La présidente en charge du Venezuela, Delcy Rodríguez, a indiqué que l'amnistie « touche à sa fin », deux mois après l'approbation de la loi, qui ne prévoit pas d'expiration définie, et alors qu'il y a 473 prisonniers politiques, selon des organisations non gouvernementales.
Rodríguez n’a pas détaillé ni expliqué en quoi consiste la « fin » de la loi d’amnistie, sanctionnée le 19 février. Il a indiqué que les cas « expressément exclus » dans le texte pourront être traités dans d'autres espaces, comme le Programme pour la paix et la coexistence démocratique et la Commission pour la réforme de la justice pénale, installés le même jour.
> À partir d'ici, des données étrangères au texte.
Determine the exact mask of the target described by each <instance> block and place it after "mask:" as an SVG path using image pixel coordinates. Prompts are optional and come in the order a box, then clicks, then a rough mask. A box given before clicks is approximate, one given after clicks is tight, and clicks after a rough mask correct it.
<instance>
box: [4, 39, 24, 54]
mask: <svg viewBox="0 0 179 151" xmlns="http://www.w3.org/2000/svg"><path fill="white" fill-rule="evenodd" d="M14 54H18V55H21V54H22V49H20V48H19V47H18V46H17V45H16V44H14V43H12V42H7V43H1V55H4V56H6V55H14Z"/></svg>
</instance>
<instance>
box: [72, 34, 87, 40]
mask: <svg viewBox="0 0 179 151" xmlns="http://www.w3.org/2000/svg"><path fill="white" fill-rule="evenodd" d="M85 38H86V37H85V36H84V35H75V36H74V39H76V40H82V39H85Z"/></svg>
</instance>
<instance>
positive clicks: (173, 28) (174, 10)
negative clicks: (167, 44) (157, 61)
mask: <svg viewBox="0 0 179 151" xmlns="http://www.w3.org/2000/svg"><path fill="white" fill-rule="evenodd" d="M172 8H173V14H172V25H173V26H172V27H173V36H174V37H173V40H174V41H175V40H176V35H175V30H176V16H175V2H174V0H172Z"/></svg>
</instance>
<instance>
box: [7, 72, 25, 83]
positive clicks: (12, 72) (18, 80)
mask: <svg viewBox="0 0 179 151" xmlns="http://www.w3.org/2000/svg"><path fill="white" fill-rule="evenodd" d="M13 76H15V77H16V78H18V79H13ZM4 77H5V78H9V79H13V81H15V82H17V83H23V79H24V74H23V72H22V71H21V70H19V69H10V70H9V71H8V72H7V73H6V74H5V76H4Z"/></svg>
Il a estimé que l'amnistie « s'est très bien déroulée en termes de couverture, en termes de bénéficiaires », malgré « des voix qui cherchent à perturber les processus ».
Rodríguez a souligné que l'amnistie « est née de l'escalade de la confrontation politique au Venezuela qui a conduit à une agression extérieure », faisant référence aux attaques des États-Unis sur le territoire vénézuélien le 3 janvier, au cours desquelles Nicolás Maduro et son épouse, Cilia Flores, ont été capturés.
La loi d’amnistie couvre une période de 27 ans, depuis 1999 – année de l’arrivée au pouvoir du chavisme – mais elle ne s’applique qu’aux personnes liées à 13 « événements » survenus au cours de 13 années différentes. Cela exclut le reste de la période désignée, ainsi que les cas liés aux opérations militaires, à la corruption, aux homicides et aux violations des droits de l'homme.

Mercredi, 8.616 personnes avaient été amnistiées, dont 314 étaient emprisonnées et le reste bénéficiait de mesures de précaution, selon le député chaviste Jorge Arreaza, président de la commission parlementaire chargée de contrôler la norme.
Arreaza a également signalé que 12.187 demandes d'amnistie valides ont été reçues, c'est-à-dire qu'elles respectent les délits et les délais établis par la législation. Il a ajouté qu’ils continuent de « recevoir des demandes de Vénézuéliens vivant à l’intérieur et à l’extérieur du pays ».
Les autorités n'ont pas publié de liste officielle des bénéficiaires, malgré la demande du Haut-Commissaire des Nations Unies aux droits de l'homme, Volker Türk, et de plusieurs ONG vénézuéliennes.
L'ONG Foro Penal affirme que, selon ses archives, moins de 25 % des libérations de cette année au Venezuela sont dues à la loi d'amnistie.
Le règlement prévient dans son dernier article que les bénéficiaires qui commettent des « délits commis après » l’entrée en vigueur du texte « seront poursuivis ».
Rodríguez a installé une commission qui réalisera une « grande consultation » pour réformer la justice pénale, dans le but de vaincre les « maux qui persistent » dans ce système, affecté par les lenteurs procédurales et la corruption.